Reassurances about Fukushima are as misleading as scare stories
The reassuring aspects of the condition of Unit #3 – radioactive releases are not new, they’re less intense than they once were, the nuclear waste is cooling – while true enough, provide only a false sense of comfort. Also true: radiation is released almost continuously, the releases are uncontrolled, no one seems to be measuring the releases, no one seems to be tracking the releases, no one is assessing accumulation of the releases. And while it’s true that the waste is cooling and decaying, it’s also true that a loss of coolant could lead to another uncontrolled chain reaction. (“Fukushima Daiichi Unit 3 is not going to explode,” says Gunderson in a headline, but he can’t know that with certainty.)
For the near future, what all that means, in effect, is that the world has to accept chronic radiation releases from Fukushima as the price for avoiding another catastrophic release. And even then, it’s not a sure thing.

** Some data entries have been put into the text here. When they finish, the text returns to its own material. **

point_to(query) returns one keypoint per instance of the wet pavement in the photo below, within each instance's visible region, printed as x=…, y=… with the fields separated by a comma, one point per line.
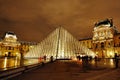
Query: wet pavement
x=72, y=70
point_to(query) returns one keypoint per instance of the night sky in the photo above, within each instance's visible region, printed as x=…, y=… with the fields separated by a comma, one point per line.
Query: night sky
x=33, y=20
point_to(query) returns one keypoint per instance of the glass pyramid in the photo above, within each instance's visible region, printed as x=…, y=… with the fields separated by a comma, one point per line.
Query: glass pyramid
x=60, y=44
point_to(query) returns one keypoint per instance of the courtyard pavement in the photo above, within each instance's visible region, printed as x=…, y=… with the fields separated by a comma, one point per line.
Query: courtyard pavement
x=70, y=70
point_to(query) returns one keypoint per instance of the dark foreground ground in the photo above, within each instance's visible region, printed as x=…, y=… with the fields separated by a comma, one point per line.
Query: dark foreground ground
x=70, y=70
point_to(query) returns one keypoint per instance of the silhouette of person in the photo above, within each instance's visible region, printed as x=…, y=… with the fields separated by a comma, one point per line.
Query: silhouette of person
x=116, y=60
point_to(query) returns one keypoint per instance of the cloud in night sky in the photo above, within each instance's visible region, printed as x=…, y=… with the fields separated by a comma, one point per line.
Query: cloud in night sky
x=33, y=20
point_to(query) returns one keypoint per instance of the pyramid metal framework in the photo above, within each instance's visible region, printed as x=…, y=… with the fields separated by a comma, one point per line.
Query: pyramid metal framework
x=60, y=44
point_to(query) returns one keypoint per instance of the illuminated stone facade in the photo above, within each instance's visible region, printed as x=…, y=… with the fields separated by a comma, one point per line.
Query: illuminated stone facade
x=9, y=46
x=105, y=41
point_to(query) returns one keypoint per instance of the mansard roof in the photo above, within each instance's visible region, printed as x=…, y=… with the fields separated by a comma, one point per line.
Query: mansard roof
x=104, y=22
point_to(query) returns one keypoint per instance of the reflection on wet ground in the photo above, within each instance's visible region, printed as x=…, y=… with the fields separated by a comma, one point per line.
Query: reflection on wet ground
x=6, y=63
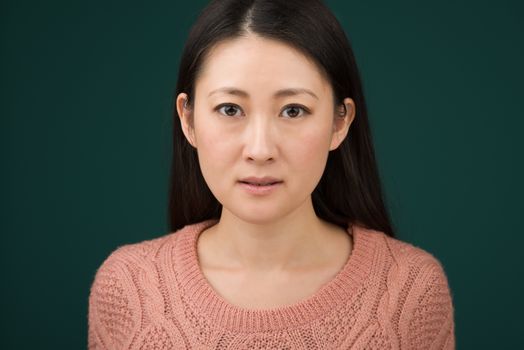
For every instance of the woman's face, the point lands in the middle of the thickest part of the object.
(261, 108)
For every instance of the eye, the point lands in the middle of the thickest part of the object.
(295, 111)
(228, 109)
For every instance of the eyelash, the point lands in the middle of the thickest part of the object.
(305, 111)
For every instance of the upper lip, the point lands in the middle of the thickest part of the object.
(260, 180)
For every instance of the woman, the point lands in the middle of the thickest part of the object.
(280, 236)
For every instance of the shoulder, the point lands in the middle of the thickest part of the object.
(418, 293)
(115, 298)
(403, 257)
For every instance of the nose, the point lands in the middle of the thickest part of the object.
(260, 137)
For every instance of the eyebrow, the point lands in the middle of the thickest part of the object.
(279, 93)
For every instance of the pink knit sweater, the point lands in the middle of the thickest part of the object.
(153, 295)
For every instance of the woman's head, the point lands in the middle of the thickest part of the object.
(262, 56)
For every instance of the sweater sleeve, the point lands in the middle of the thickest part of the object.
(431, 323)
(111, 317)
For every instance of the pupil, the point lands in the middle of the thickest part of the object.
(293, 111)
(230, 110)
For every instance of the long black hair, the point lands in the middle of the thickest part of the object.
(349, 190)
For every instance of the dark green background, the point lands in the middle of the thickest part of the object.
(86, 100)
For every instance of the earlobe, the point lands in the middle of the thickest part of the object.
(342, 122)
(185, 114)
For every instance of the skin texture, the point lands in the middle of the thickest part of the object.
(265, 243)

But there’s another aspect of Fukushima Unit #3 that’s even less reassuring. Unit #3 is the one Fukushima reactor that was running on Mixed oxide fuel, or MOX fuel, in its fuel rods. MOX fuel typically uses Plutonium mixed with one or more forms of Uranium. Using Plutonium in fuel rods adds to their toxicity in the event of a meltdown. In part because Plutonium-239 has a half-life of 240,000 years and can be used to make nuclear weapons of “dirty bombs,” its use in commercial reactors remains both limited and controversial. Because it contains Plutonium, MOX fuel is more toxic than other nuclear fuel and will burn at lower temperatures. As Natural Resources News reported in 2011:
“The mixed oxide fuel rods used in the compromised number three reactor at the Fukushima Daiichi complex contain enough plutonium to threaten public health with the possibility of inhalation of airborne plutonium particles…. Plutonium is at its most dangerous when it is inhaled and gets into the lungs. The effect on the human body is to vastly increase the chance of developing fatal cancers.”

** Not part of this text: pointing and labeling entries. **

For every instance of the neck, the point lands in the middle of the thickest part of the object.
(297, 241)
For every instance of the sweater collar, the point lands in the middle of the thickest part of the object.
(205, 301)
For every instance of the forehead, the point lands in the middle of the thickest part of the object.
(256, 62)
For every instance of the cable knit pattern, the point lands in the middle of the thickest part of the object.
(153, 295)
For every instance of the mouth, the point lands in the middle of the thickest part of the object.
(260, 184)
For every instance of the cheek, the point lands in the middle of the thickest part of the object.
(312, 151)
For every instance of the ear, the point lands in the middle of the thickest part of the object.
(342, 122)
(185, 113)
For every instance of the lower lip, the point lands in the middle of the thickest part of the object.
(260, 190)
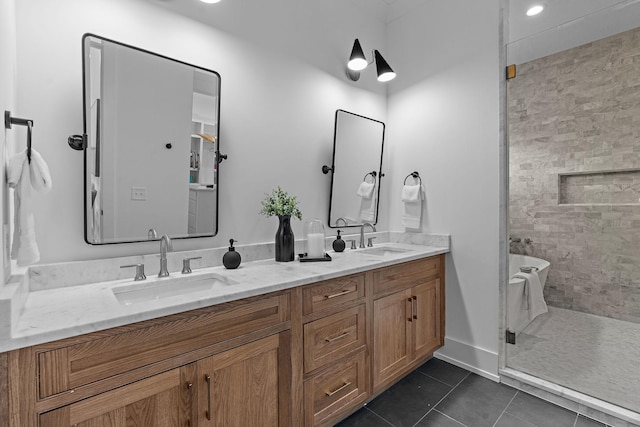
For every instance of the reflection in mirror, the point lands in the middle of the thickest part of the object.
(151, 126)
(357, 169)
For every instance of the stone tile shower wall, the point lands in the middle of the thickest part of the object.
(574, 146)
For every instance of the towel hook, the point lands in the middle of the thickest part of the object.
(373, 174)
(415, 175)
(9, 121)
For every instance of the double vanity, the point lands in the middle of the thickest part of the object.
(269, 344)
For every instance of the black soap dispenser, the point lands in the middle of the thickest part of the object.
(338, 244)
(232, 258)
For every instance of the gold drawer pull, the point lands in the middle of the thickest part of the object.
(207, 413)
(339, 389)
(339, 294)
(346, 334)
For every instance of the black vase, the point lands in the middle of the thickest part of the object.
(284, 240)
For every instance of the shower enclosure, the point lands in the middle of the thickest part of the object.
(573, 132)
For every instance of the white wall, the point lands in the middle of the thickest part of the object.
(278, 99)
(443, 121)
(7, 102)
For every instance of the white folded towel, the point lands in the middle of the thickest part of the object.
(411, 193)
(96, 209)
(22, 176)
(533, 294)
(39, 172)
(368, 206)
(365, 190)
(411, 206)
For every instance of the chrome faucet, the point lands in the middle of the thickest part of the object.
(373, 228)
(152, 234)
(165, 245)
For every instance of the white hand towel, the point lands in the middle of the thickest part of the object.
(411, 206)
(368, 207)
(24, 247)
(39, 171)
(533, 293)
(411, 193)
(96, 209)
(365, 190)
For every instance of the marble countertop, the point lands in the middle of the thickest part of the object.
(49, 314)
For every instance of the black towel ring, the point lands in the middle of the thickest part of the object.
(415, 175)
(373, 174)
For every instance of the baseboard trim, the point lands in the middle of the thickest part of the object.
(473, 359)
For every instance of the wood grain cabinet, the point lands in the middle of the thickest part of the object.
(308, 356)
(166, 399)
(245, 386)
(335, 341)
(408, 323)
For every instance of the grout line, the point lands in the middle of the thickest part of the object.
(442, 382)
(433, 408)
(452, 419)
(505, 408)
(379, 416)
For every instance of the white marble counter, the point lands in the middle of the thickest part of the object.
(44, 314)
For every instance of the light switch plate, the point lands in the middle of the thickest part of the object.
(138, 193)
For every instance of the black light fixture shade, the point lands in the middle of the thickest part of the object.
(357, 60)
(385, 72)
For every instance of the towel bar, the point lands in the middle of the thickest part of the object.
(9, 121)
(415, 175)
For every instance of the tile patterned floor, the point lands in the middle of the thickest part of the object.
(591, 354)
(439, 394)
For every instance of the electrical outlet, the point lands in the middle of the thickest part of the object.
(138, 193)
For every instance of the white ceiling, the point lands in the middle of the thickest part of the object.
(388, 10)
(565, 24)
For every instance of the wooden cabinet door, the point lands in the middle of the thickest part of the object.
(392, 341)
(163, 400)
(240, 387)
(426, 318)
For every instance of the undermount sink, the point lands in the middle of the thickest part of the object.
(383, 251)
(166, 287)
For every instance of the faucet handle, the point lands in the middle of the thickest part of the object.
(139, 271)
(186, 264)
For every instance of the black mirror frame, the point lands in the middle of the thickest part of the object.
(333, 163)
(218, 156)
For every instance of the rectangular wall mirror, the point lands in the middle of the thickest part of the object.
(151, 127)
(356, 171)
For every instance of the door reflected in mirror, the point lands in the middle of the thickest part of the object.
(356, 170)
(151, 157)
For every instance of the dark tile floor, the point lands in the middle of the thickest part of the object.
(439, 394)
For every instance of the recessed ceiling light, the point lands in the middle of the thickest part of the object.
(534, 10)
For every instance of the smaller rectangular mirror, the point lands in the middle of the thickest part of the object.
(151, 127)
(356, 171)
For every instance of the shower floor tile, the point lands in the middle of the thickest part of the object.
(591, 354)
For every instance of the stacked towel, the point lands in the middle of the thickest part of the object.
(22, 176)
(533, 294)
(411, 206)
(368, 206)
(365, 190)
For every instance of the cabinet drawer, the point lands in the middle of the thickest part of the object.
(332, 292)
(128, 348)
(403, 276)
(331, 337)
(341, 387)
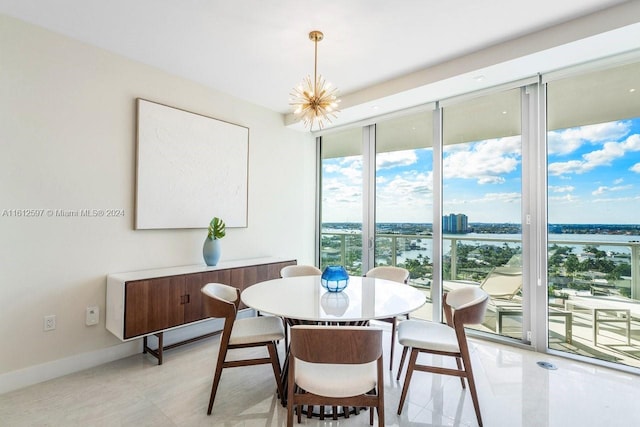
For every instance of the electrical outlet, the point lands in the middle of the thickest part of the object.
(92, 316)
(50, 322)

Reportedly, TEPCO plans don’t call for the removal of the MOX fuel in Unit #3 for another decade or more. Fuel removal from Units #1, #2, and #3 is complicated by lethal radiation levels at all three reactors, as well as TEPCO’s inability so far to locate the three melted cores with any precision.
There is ample reason to hope that Fukushima, despite the complex of uncontrollable and deteriorating factors, will not get worse, because even the Japanese don’t want that. But there is little reason to expect anything but worsening conditions, slowly or suddenly, for years and years to come. And there is even less reason to expect anyone in authority anywhere to be more than minimally and belatedly truthful about an industry they continue to protect, no matter how many people it damages or kills.

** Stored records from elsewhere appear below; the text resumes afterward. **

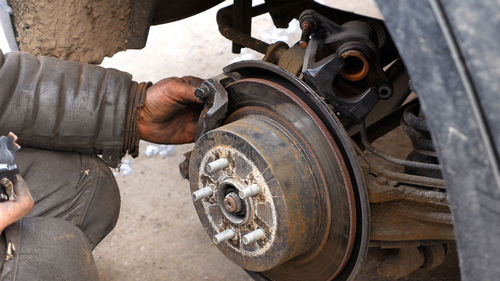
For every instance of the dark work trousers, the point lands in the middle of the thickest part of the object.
(76, 205)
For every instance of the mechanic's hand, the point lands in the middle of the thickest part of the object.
(171, 111)
(12, 211)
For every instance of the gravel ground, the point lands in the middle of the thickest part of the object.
(158, 235)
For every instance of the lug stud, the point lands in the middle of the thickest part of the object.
(217, 165)
(202, 193)
(223, 236)
(249, 191)
(253, 236)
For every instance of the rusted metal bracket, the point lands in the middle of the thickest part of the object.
(215, 97)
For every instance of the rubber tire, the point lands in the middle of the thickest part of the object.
(450, 48)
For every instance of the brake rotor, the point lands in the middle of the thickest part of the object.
(276, 195)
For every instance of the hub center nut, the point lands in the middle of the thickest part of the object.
(232, 203)
(259, 195)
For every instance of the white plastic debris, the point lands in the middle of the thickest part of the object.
(126, 167)
(166, 150)
(151, 150)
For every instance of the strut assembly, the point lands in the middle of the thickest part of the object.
(278, 175)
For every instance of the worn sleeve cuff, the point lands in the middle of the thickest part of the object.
(137, 98)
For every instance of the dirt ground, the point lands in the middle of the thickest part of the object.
(158, 235)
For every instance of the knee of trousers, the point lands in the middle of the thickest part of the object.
(104, 206)
(53, 249)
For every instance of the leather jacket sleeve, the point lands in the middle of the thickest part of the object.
(60, 105)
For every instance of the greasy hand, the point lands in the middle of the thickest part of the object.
(171, 111)
(12, 211)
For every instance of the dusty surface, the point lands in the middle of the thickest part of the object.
(72, 29)
(158, 235)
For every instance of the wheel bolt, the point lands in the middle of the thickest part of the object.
(253, 236)
(249, 191)
(202, 193)
(217, 165)
(223, 236)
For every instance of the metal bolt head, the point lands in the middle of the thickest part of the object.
(202, 193)
(249, 191)
(223, 236)
(216, 165)
(253, 236)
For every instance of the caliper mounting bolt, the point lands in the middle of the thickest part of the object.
(223, 236)
(249, 191)
(202, 193)
(216, 165)
(253, 236)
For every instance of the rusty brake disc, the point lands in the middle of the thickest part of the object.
(273, 189)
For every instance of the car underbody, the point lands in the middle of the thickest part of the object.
(284, 176)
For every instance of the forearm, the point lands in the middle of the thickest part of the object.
(62, 105)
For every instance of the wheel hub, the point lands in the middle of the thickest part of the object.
(281, 201)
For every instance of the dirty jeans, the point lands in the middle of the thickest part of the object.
(76, 205)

The perfect paradigm of that ruthlessly cynical nuclear mentality is the current Japanese practice of recruiting homeless people to work at Fukushima in high level radiation areas where someone with something to lose might not be willing to go for minimum wage.
William M. Boardman has over 40 years experience in theatre, radio, TV, print journalism, and non-fiction, including 20 years in the Vermont judiciary. He has received honors from Writers Guild of America, Corporation for Public Broadcasting, Vermont Life magazine, and an Emmy Award nomination from the Academy of Television Arts and Sciences.